Wanting Lasik surgery doesn’t mean she’s blind, she just doesn’t want to wear glasses anymore. It’s a vanity thing.
Not necessarily a vanity thing, it’s also a pain in the ass and a life long expense. Do you know how many times I’ve woken up and found my glasses fell some where and I can’t find them? Or the screws loosened and a lense fell out while I’m out doing something? And a pair of glasses can run you anywhere from $200-$800+ every few years, let alone the optometrist appointments to get your prescription updated.
I don’t think the mom’s laughing if she’s blind. Yes, it’s a pain in the ass, sometimes, to have glasses. But no, I’m not paying for lasik for my kid who needs glasses/contacts.
Downvotin’ @Hikermick@lemmy.world doesn’t make them wrong.
To be fair… On the one hand, publicly complaining about the upbringing of your own daughter is just bad, but on the other…
When you’re 24 years old with your own (presumedly good) income and you want a non critical operation done, shouldn’t you try and finance that yourself?
Yeah there are a lot of possible nuances here.
LASIK can be optional, but there are a lot of situations where it can make a huge difference depending on her eyesight issues.
Teacher salary is NOT good in most places. And at 24 she’s entry level. Could be making less than enough to really live on, depending on CoL in her area.
Add in that as a teacher she likely has student loans to pay on… At least until she can get through the system and get on the public service repayment option. I think they were trying to improve it but last time I tried to get on it the system was less than ideal to work with
Shouldn’t goverment finance healthcare?
Wait, wrong country.
Finace yourself? In this economy?!
This pervasive selfishness in older generations sickens and astounds me.
Imagine not wanting to give your kids everything.
I would forego food if I had to in order to help my kids see better.
I would forego food to make sure my kids had glasses or contacts, sure.
I would not forego food so they could have elective surgery.
Pay once or pay multiple times a year? LASIK pays for itself, you’ll always be buying glasses and contacts.
LASIK isn’t some great cure. It has potential side effects and you can end up seeing worse than you did before.
LASIK procedures are “permanent”, at best, till the patient’s mid-40s. one source.
Pay once or pay multiple times a year?
no glasses wearers pay “multiple times a year” for new spectacles and lenses. the frequency does go up to once in two years or once a year after the mid-40s because of presbyopia, but that expense would be incurred anyway whether one gets a LASIK procedure done or not.
Really it’s the upfront cost. Over the last 20 years I can say confidently that I have not spent more on corrective lenses than I would have on LASIK, but I’m getting close. I had it priced out last year and it’s about $4500 for the procedure. I’m at a point in my life where I would feel comfortable taking on those payments now. I know growing up there was zero chance my parents could have made it happen for me, it we would have all been starving.

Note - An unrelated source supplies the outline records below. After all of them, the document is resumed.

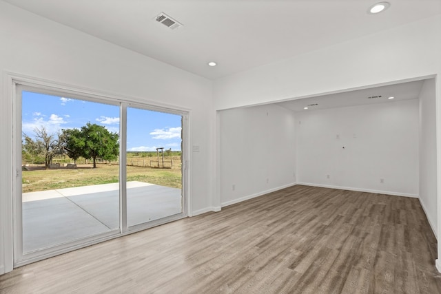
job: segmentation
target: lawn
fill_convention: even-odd
[[[61,188],[118,182],[119,166],[99,164],[79,166],[76,169],[23,171],[23,193]],[[127,180],[148,182],[161,186],[182,187],[180,169],[156,169],[127,167]]]

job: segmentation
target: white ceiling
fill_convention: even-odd
[[[376,0],[4,1],[209,79],[441,13],[440,0],[389,0],[375,15]],[[161,12],[184,26],[157,23]]]
[[[402,100],[417,99],[424,81],[402,83],[382,87],[358,90],[342,93],[318,96],[302,99],[292,100],[276,103],[294,112],[311,112],[314,110],[347,107],[376,103],[393,103]],[[380,96],[368,98],[368,97]],[[389,97],[393,99],[389,100]],[[308,106],[311,104],[318,105]],[[307,109],[303,107],[308,107]]]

An elective surgery you call it, an investment in their vision, I call it. Not everyone has vision as part of their insurance, and contacts/glasses/exams can get expensive without (or even with, depending on the policy). Viewed in that way, LASIK can definitely be seen as an investment.
I mean, lasik comes with issues down the road if you go for the cheaper procedures, and even the good ones if you have complications.

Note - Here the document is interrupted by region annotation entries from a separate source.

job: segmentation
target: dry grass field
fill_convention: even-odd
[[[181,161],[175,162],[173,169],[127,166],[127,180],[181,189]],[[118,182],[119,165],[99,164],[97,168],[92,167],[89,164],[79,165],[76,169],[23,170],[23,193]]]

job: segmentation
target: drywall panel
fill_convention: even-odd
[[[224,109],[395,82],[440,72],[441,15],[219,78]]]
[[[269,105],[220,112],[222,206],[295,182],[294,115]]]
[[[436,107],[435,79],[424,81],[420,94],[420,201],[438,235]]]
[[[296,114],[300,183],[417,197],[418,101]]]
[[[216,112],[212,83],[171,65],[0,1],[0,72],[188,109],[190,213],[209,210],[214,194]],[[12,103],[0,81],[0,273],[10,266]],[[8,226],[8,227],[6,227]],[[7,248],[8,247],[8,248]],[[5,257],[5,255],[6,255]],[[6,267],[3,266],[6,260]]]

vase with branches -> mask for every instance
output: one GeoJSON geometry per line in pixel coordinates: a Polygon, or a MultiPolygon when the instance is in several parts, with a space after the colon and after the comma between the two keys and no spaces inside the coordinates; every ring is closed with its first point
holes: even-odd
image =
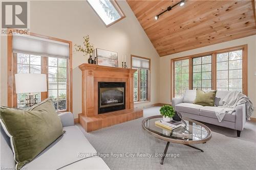
{"type": "Polygon", "coordinates": [[[75,50],[77,52],[83,53],[83,56],[85,57],[89,55],[90,57],[88,59],[88,63],[93,64],[93,60],[92,58],[92,57],[93,51],[94,50],[94,47],[93,46],[93,45],[91,44],[90,42],[90,37],[89,35],[83,36],[83,44],[84,47],[82,47],[80,45],[75,44],[75,47],[76,47],[75,50]]]}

If the question is money, adding risk is often not the wisest of decisions…
It’s not like she’s asking for breast implants or liposuction(or something else that is not reconstructive in nature). It’s lasik, and it’ll help her quality of life, no more worrying about breaking her glasses or losing contacts.
We dont know if she works in special ed where getting hit in the face could be a normal occurance for her. Maybe she struggles with contacts. Either way there are a lot of reasons for someone to want to go that route.
Also, comparing lasik to something like nonreconstructive cosmetic surgery is disingenuous. One is completely for aesthetics, the other affects function.
This isn’t a generational problem. It exists across all generations. Looks more like narcissism
Did you mean “isn’t a generational problem?”
The rest of the comment makes more sense to me that way, but as is written, I’m not certain what you are trying to say.
Don’t bleep out these names please, let the world know who these douchebags are
- Teaching is a real job, probably one of the hardest
- Your daughter is fucking blind, and you’re laughing at her? You are slime
Lasik doesn’t fix blindness. If Lasik can help, most people live with corrective lenses, because they are much much cheaper even over the long haul than Lasik.
I certainly disagree with going to social media over the exchange, but Lasik is far from a “need” for anyone and isn’t something to consider equivalent to “curing blindness”
- Being a teacher usually requires a Master’s degree. She very probably has student debt.